Can I convert a pointer address (i.e. an hex integer) to decimal and octal base int in C++

Question

#include <iostream>

using namespace std;

int main()
{
    int *a = nullptr;
    int b;
    a = &b;

    cout << noshowbase;
    cin >> b;
    cout << dec << a << '\t' << oct << a << '\t' << hex << a;
}

Consider this code.. It is designed to convert a variable's (here b) address (&b or a) which is a hex integer to dec and oct values using <iostream> stream manipulators.. But on running, the output is same for all of them(hex,dec,oct).. Neither, there is any compilation error. So can you please elaborate the reason for this?? Also the noshowbase does not seems to be having any effect on output.. 0x is output anyways before the address..

Answer 1

An address is not a hex integer. It's an address.

It just so happens that an address is implemented as an integer, referring to a memory location, and can be reinterpreted as an integer.
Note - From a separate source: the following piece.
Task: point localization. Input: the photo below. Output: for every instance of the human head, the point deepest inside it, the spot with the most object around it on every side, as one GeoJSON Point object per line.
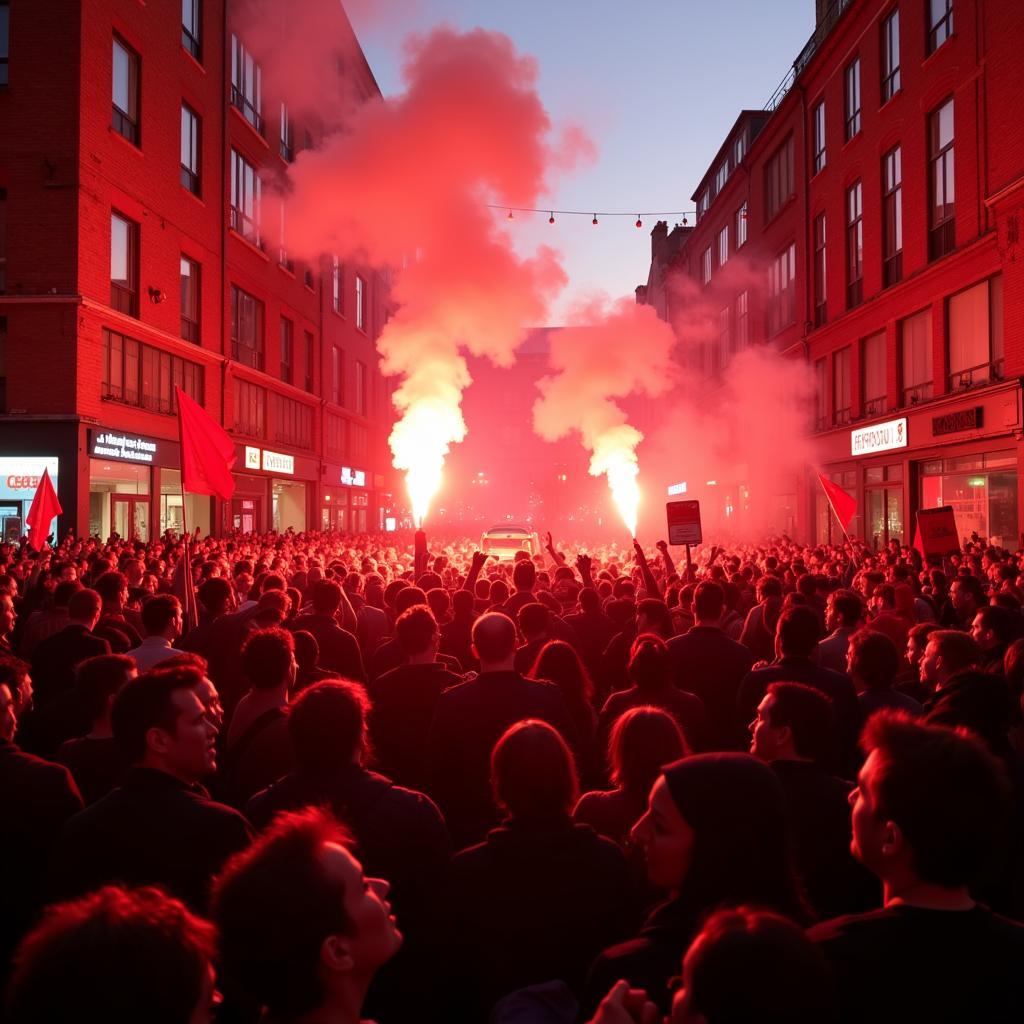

This is rarely a useful thing to do (particularly if you are a fan of bug-free code), but it comes up now and again. You can use reinterpret_cast<uintptr_t>(a) to do that. (Note that converting to int will not, in general, work properly. Remember what I said about bug-free code.) When you print the resultant integer, it will print as a decimal, octal, or hexadecimal integer, depending on the currently-set base.